So at a system level (and we have no reason to suppose it is different at an individual bank level), settlement cash – which is what the Bank is willing to supply – simply isn’t a constraint on lending. (It wasn’t really even in the 2008/09 recession here, although then New Zealand banks and their parents had reasonable concerns about ongoing access to specific classes of desirable funding.)

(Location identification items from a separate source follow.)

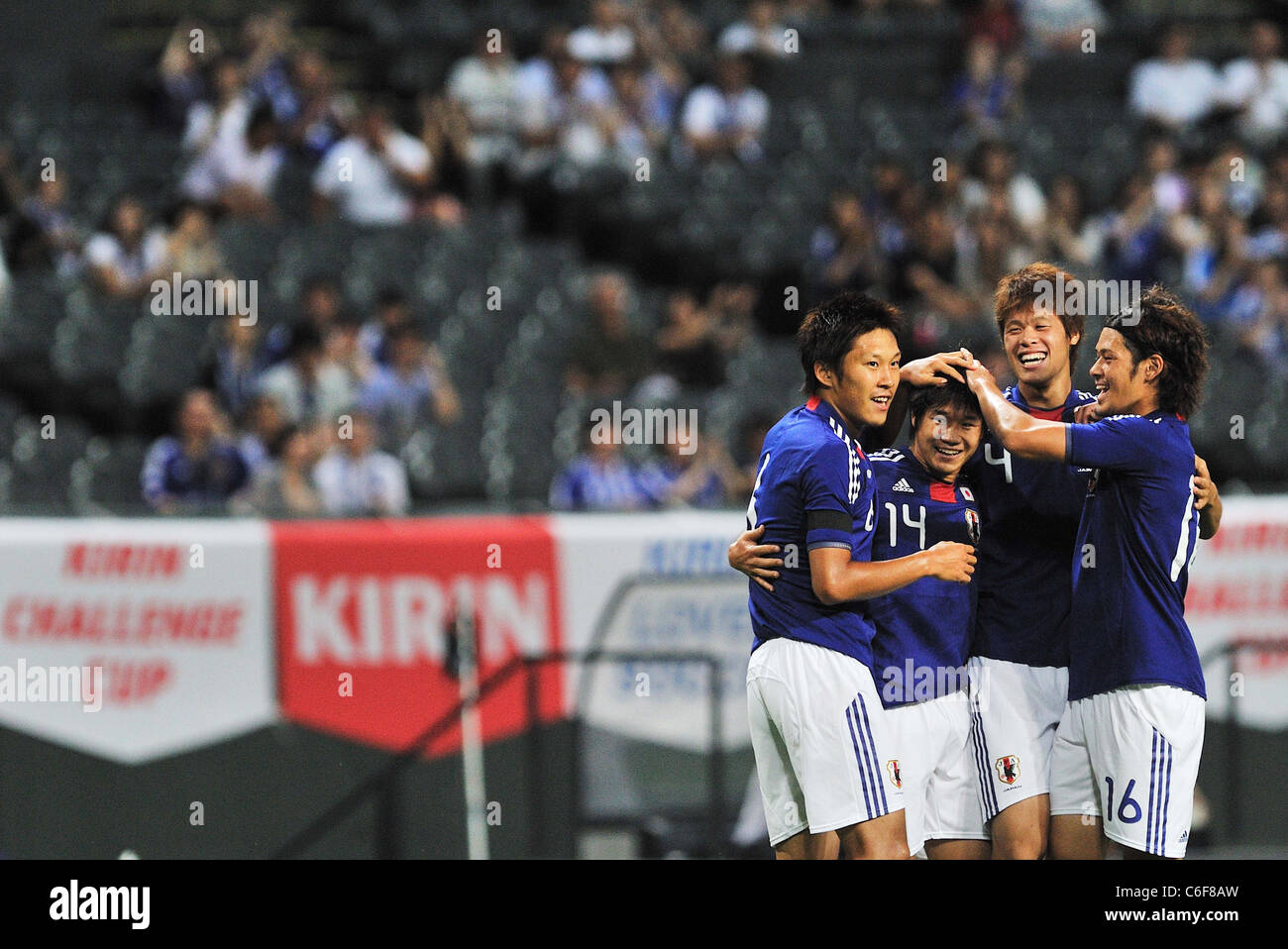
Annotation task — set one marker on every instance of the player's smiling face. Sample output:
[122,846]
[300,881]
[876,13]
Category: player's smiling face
[1035,346]
[870,374]
[945,438]
[1121,389]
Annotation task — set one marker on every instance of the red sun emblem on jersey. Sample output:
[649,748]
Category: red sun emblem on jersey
[896,776]
[1008,769]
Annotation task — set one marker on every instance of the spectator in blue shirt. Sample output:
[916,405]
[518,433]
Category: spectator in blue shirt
[600,479]
[196,469]
[411,390]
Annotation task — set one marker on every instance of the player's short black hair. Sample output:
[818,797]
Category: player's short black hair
[931,397]
[828,331]
[1166,326]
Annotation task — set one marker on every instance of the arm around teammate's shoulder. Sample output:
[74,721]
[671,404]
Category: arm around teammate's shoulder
[1019,433]
[836,579]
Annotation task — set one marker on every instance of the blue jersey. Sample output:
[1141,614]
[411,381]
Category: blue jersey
[814,488]
[922,630]
[1131,564]
[1030,520]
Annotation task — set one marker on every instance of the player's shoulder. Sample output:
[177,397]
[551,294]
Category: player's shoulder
[887,458]
[807,434]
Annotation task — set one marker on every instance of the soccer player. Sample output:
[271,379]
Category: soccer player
[1029,509]
[823,752]
[923,630]
[1127,750]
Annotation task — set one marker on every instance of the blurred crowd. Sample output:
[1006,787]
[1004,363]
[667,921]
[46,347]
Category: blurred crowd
[310,416]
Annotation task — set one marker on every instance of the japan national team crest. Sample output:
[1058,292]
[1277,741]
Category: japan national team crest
[893,768]
[1008,769]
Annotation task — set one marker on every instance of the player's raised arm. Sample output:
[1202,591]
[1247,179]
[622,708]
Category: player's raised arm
[1018,432]
[836,579]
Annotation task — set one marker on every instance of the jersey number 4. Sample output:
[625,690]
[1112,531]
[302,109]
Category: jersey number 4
[1005,462]
[751,505]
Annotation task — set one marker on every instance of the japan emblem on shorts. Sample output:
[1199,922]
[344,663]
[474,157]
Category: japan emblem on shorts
[1009,769]
[893,768]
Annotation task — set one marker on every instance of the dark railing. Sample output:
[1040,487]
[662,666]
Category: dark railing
[1231,652]
[381,786]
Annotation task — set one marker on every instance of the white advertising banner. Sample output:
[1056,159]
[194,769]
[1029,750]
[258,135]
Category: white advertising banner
[1239,591]
[136,639]
[656,583]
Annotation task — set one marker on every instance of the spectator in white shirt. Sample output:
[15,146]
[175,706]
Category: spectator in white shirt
[993,172]
[485,85]
[125,257]
[226,116]
[375,175]
[1173,89]
[307,385]
[760,34]
[1256,86]
[563,112]
[726,117]
[605,40]
[355,479]
[239,174]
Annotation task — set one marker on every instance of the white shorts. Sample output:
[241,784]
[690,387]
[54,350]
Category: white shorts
[1017,711]
[940,777]
[1131,756]
[822,743]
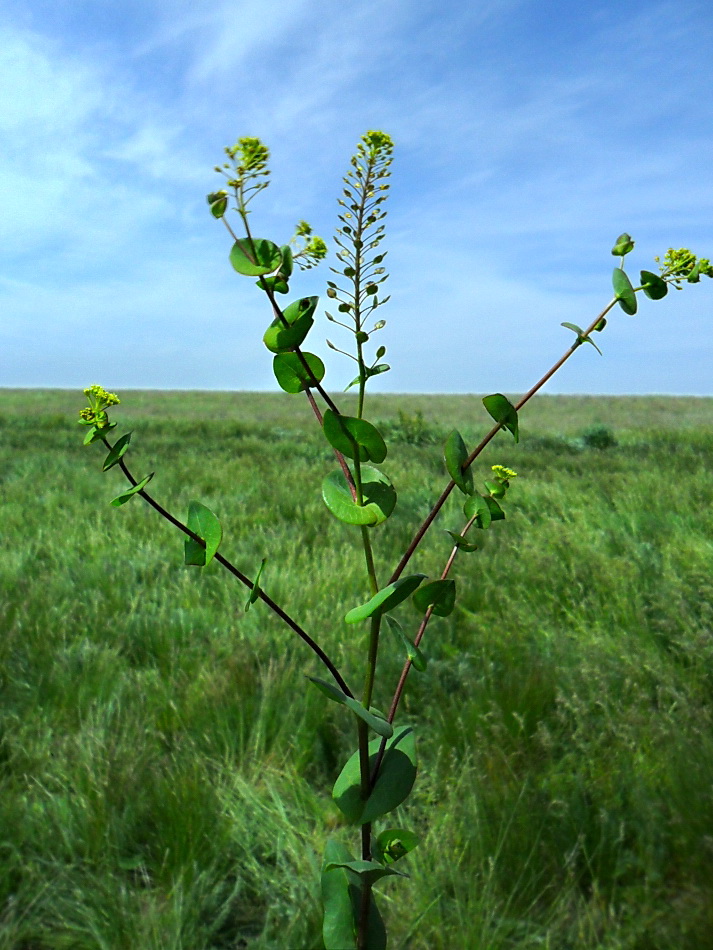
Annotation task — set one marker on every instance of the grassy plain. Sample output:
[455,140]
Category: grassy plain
[165,768]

As importantly, at an aggregate level any Funding for Lending programme lending does not replace other funding/deposits. In the normal course of bank business in a floating exchange rate economy, and for the system as a whole, deposits arise simultaneously with lending. All bank lending either results in a reduction in someone else’s loan or adds to deposits. That is true within the banking system as a whole, although not for any individual bank (if Bank A increases lending particularly aggressively most of the new deposits may end up at other banks in the system). Any Funding for Lending loans to banks add to their liabilities, but they (collectively) don’t need those liabilities to increase lending. What FFL loans will do, in direct balance sheet terms, is to increase bank borrowing from the Reserve Bank, and increase bank lending to the Reserve Bank (settlement cash balances). And that is it. All the other deposits will still be there.

Now this isn’t to suggest that the FFL scheme is futile. It is not. As the Reserve Bank notes, it is a way of lowering interest rates a bit more. And that is really all. It does that partly through signalling effects and partly (ultimately) because each individual knows it can compete a bit less aggressively in the term deposit market and still be sure (individually) of having ample funds. If all banks respond similarly, there won’t be systematic drains from any of them. And there won’t be much need for many actual FFL loans to occur at all. Time will tell whether the scheme is much used, but if it isn’t that is almost a bonus: it worked (lowering term deposit interest rates relative to the OCR) by the Bank’s willingness to provide, without needing actually to provide much at all.

From banks’ perspectives they’d probably prefer (at least in aggregate) not to use FFL much at all. After all, they borrow at the OCR and then the additional settlement cash (in aggregate) just earns them the OCR, and in the process they just blow up their balance sheets a bit more. But they probably like the option value of knowing the Bank is willing to lend at the OCR – which happens to be roughly where short-term interest rates are.

Which is a (perhaps longwinded) way of saying that the controversy over whether the Bank should have tied these loans to “productive lending” – a weird notion in itself, but that is a topic for another day – is strange and largely empty. I suppose the Bank could have insisted it would only lend under FFL to the extent banks increased their business lending, but had they done so there would have been a very real prospect that the mechanism would not have worked at all. As noted above, banks are not funding constrained and – as almost everyone seems to agree, with the possible exception of Andrew Bayly – to the extent business lending is not growing (it doesn’t usually in recessions), it has little or nothing to do with availability of funding. The scheme is designed to lower interest rates, and seems to have done that. Tying eligibility to particular types of lending – that just aren’t attractive at present, to most borrowers or lenders – would have markedly reduced the effectiveness of the tool, with no gains for the actual lending the politicians purport to champion. That, in turn, would have been a recipe for deepening and lengthening, a bit more than necessary, the recession. Some seem not to mind that, but one would have hoped that neither the government (which made employment an explicit focus for the Bank) nor a responsible Opposition would want that.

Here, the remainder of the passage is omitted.